WL#9252: X Protocol connection compression

Affects: Server-8.0   —   Status: Complete

Motivation

Latency of requests on networks depends on:

  • networks RTT
  • utilization of the network

While the networks RTT can't be changed, the utilization of the network can be changed by compressing the packets to reduce the traffic.

In context of the xprotocol most of the data that's transferred are:

  • statement text (strings)
  • resultset data (strings, numbers, ...)

which both should be nicely compressible.

CPU latency vs. network latency trade-off

Compression uses CPU time to encode the data and to decode the data. Sending less data over the network allows to reduce network utilization and therefore the extra latency added due to overloaded network.

Compression algorithms

While zlib/deflate have been the de-facto compression algorithm in network protocols, in the recent years new algorithms where developed that compress faster, compress better and/or are more CPU efficient. To support add new algorithms over time, the server should announce which algorithms it can understand.

Clients may support zero or more of the servers compression algorithms and should select one that fits the users requirements best.

DR1
make compression algorithm negotiable

Impact on middleboxes

(middleboxes like MySQL Router, ...)

Middleboxes like Routers/Load-Balancers need to track the state of the protocol flow to make decisions to which backend should be sent and when the connection enters a bad state.
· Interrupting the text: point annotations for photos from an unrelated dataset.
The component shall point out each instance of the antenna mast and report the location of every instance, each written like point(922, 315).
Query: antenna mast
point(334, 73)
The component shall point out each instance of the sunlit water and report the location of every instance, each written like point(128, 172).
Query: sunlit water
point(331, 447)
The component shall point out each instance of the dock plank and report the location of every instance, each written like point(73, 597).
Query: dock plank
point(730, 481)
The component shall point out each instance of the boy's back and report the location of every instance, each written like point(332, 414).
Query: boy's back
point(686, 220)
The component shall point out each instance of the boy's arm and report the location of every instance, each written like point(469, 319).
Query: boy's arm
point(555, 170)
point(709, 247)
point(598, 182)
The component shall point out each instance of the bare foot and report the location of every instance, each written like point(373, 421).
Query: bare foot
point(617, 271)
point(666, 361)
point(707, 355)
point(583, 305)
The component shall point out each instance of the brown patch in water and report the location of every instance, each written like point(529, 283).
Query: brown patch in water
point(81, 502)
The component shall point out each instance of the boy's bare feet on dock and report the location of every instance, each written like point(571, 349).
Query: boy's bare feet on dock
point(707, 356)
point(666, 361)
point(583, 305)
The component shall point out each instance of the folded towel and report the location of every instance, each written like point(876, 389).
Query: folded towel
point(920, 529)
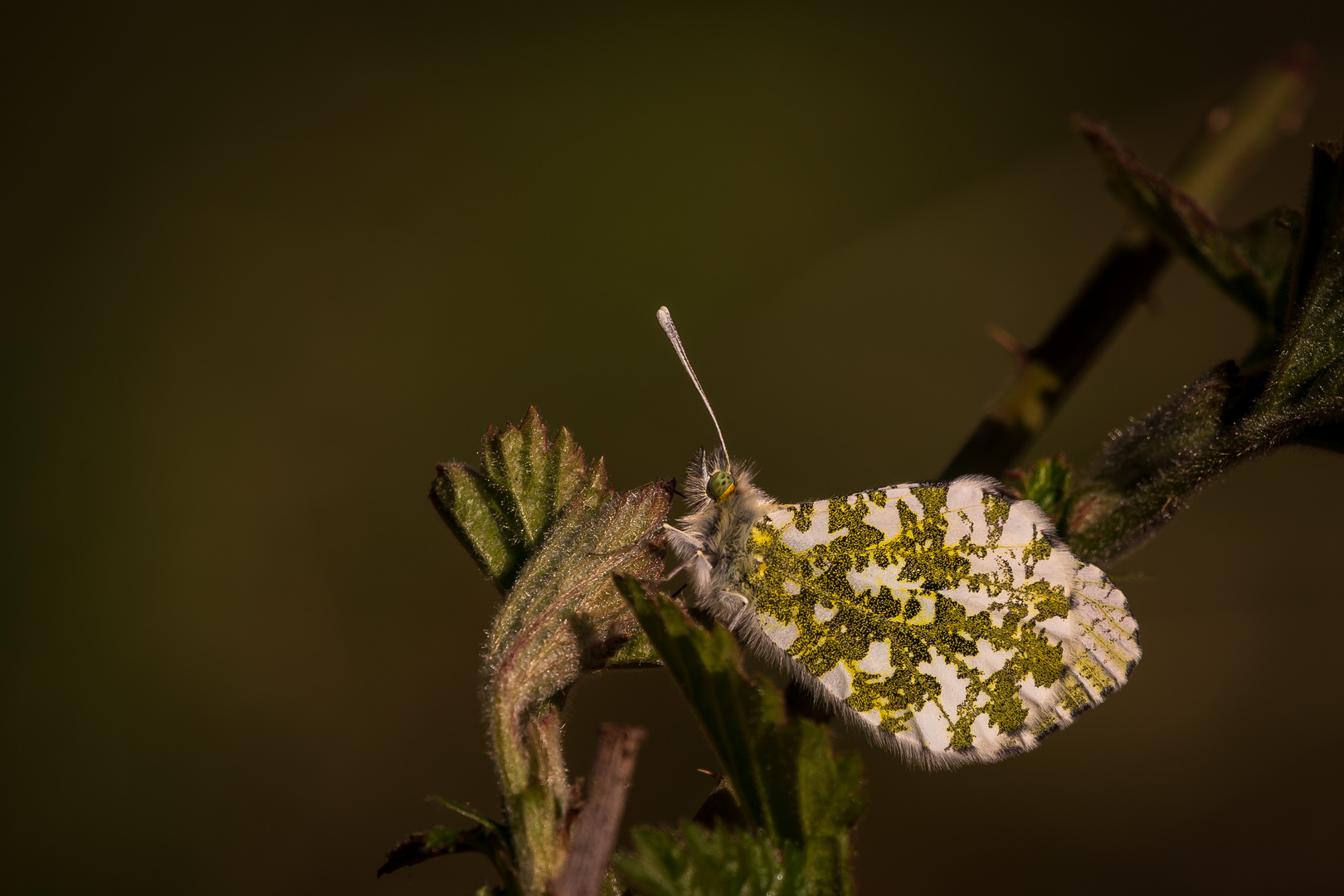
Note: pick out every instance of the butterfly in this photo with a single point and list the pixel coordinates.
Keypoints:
(945, 620)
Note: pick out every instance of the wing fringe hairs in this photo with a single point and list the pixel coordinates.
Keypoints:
(944, 620)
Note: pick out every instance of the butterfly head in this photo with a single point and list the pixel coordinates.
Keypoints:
(721, 485)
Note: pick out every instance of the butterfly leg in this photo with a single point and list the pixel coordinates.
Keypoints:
(698, 558)
(684, 539)
(737, 617)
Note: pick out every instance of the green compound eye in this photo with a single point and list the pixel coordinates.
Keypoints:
(721, 485)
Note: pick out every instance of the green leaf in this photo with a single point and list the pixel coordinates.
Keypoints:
(1049, 483)
(699, 861)
(636, 653)
(503, 511)
(782, 772)
(1181, 222)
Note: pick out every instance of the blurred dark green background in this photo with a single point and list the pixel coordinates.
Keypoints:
(266, 265)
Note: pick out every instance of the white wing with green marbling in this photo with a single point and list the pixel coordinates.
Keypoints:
(947, 617)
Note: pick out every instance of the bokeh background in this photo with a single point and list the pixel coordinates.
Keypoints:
(265, 265)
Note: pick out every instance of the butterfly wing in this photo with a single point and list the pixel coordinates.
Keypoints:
(947, 617)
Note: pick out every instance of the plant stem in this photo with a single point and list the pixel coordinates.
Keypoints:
(1231, 141)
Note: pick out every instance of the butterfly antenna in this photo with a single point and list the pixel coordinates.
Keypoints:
(670, 328)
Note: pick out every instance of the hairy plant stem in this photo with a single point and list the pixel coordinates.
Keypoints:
(1231, 141)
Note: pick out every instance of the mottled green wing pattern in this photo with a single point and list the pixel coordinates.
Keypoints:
(947, 617)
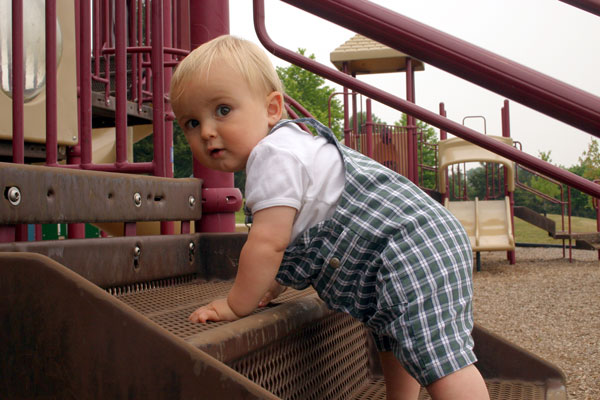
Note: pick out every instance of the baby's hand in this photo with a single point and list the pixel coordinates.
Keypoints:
(274, 290)
(217, 310)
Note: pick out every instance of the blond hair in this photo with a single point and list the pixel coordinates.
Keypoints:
(243, 56)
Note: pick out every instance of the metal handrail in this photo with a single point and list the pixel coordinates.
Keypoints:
(531, 88)
(329, 10)
(592, 6)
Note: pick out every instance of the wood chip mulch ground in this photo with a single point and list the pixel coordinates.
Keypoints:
(548, 306)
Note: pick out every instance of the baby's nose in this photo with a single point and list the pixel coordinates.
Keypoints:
(208, 132)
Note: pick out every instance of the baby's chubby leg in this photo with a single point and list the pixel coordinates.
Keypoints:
(275, 289)
(399, 385)
(464, 384)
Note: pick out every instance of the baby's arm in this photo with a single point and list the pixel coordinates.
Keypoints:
(259, 262)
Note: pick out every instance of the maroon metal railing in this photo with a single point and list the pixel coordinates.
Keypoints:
(592, 6)
(543, 93)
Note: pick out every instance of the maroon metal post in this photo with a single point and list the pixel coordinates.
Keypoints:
(51, 85)
(18, 83)
(204, 27)
(158, 105)
(19, 232)
(168, 43)
(369, 126)
(511, 255)
(85, 83)
(411, 124)
(347, 129)
(444, 136)
(592, 6)
(120, 82)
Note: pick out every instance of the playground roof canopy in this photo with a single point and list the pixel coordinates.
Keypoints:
(366, 56)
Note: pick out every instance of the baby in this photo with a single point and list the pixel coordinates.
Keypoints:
(369, 241)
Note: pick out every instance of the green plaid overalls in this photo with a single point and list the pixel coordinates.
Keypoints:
(395, 259)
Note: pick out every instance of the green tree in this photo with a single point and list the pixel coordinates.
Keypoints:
(361, 118)
(546, 186)
(310, 91)
(590, 161)
(182, 155)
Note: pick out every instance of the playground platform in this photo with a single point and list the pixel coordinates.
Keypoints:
(66, 333)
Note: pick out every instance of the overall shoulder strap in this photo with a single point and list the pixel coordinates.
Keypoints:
(321, 129)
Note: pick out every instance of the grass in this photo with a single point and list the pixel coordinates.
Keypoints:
(527, 233)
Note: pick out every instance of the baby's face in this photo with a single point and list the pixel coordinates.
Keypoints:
(223, 119)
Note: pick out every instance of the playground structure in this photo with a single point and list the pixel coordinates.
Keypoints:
(106, 317)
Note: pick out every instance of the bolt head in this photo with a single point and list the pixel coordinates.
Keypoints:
(14, 196)
(137, 199)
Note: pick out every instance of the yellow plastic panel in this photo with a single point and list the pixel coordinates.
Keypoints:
(35, 110)
(457, 150)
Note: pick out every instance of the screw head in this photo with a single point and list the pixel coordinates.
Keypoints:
(14, 196)
(137, 200)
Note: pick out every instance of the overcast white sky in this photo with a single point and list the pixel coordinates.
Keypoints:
(547, 35)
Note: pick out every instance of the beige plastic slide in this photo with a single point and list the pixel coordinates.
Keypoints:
(488, 223)
(456, 151)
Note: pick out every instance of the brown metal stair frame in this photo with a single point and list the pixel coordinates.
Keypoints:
(296, 349)
(107, 317)
(585, 241)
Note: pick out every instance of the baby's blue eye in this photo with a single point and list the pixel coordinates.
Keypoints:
(192, 123)
(223, 110)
That's done by tracking the message headers and error messages and notices.

If a middlebox must decompress all messages to be able to track state they may get CPU bound and overloaded and slow down the communication between client and server.

DR2
middleboxes MUST be able to read message headers without noticeable overhead if the data is compressed.

Security Considerations

DR3
To prevent DoS each side MUST apply limits on the uncompressed payload before decompression.